FFD FPD FXP FXC TFD TRD
min-max value \(0-986\) \(0-2327\) \(0-1\) \(0-8.18\) \(0-1804\) \(0-4055\)
\(\mu|\sigma\) statistics \(162|50\) \(188|86\) \(.56|.27\) \(.85|.53\) \(206|87\) \(90|122\)
ALBERT \(41_{78}|.33\) \(61_{121}|.50\) \(.17_{.32}|.60\) \(.31_{.62}|.66\) \(65_{132}|.44\) \(110_{207}|.19\)
ALBERT Spillover \(41_{78}|.33\) \(61_{122}|.50\) \(.17_{.33}|.60\) \(.31_{.62}|.66\) \(65_{132}|.44\) \(110_{208}|.19\)
GPT-2 \(44_{83}|.23\) \(68_{136}|.37\) \(.18_{.35}|.56\) \(.36_{.70}|.54\) \(74_{149}|.28\) \(115_{222}|.11\)
GPT-2 Spillover \(43_{83}|.26\) \(68_{135}|.37\) \(.19_{.35}|.50\) \(.36_{.70}|.54\) \(73_{146}|.30\) \(116_{220}|.10\)
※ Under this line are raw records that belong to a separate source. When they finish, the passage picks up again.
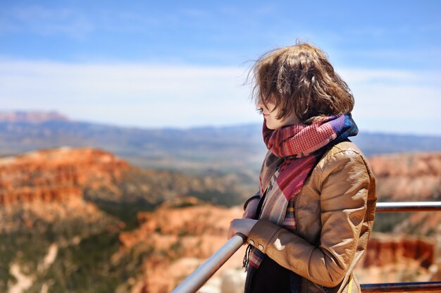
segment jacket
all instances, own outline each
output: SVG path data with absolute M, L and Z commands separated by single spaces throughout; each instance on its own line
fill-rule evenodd
M 360 292 L 352 270 L 372 232 L 375 182 L 351 142 L 333 146 L 294 197 L 297 231 L 259 220 L 249 243 L 302 278 L 301 292 Z M 354 278 L 354 280 L 352 280 Z

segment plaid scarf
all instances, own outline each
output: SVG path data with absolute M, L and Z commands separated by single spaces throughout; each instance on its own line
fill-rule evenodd
M 356 135 L 351 114 L 328 116 L 306 125 L 297 124 L 271 130 L 263 121 L 263 141 L 268 150 L 259 176 L 262 208 L 259 218 L 268 220 L 290 231 L 296 230 L 292 199 L 324 152 L 332 146 Z M 265 254 L 254 247 L 244 265 L 245 292 Z M 294 273 L 292 273 L 294 274 Z M 248 290 L 247 290 L 248 289 Z M 292 289 L 292 292 L 296 292 Z

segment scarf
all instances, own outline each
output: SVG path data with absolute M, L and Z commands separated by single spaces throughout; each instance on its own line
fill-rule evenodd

In general, better performances are observed for the masked language model ALBERT, suggesting the importance of having access to bidirectional context for gaze metrics prediction. Results present additional evidence supporting the superfluity of the spillover concatenation procedure, which was henceforth dropped in the context of Chapters 4 and 5’s experiments. Although good scores in terms of average and maximal errors are observed for all metrics, the relatively low \(R^2\) seem to suggest that large margins of improvement are still available in the context of gaze metrics predictions with neural language models.

References

Mitchell, Don C. 1984. “An Evaluation of Subject-Paced Reading Tasks and Other Methods for Investigating Immediate Processes in Reading.” New Methods in Reading Comprehension Research, 69–89.

Schijndel, Marten van, and Tal Linzen. 2020. “Single-Stage Prediction Models Do Not Explain the Magnitude of Syntactic Disambiguation Difficulty.” PsyArXiv Pre-Print sgbqy. https://psyarxiv.com/sgbqy/.

Smith, Nathaniel J, and Roger Levy. 2013. “The Effect of Word Predictability on Reading Time Is Logarithmic.” Cognition 128 (3). Elsevier: 302–19.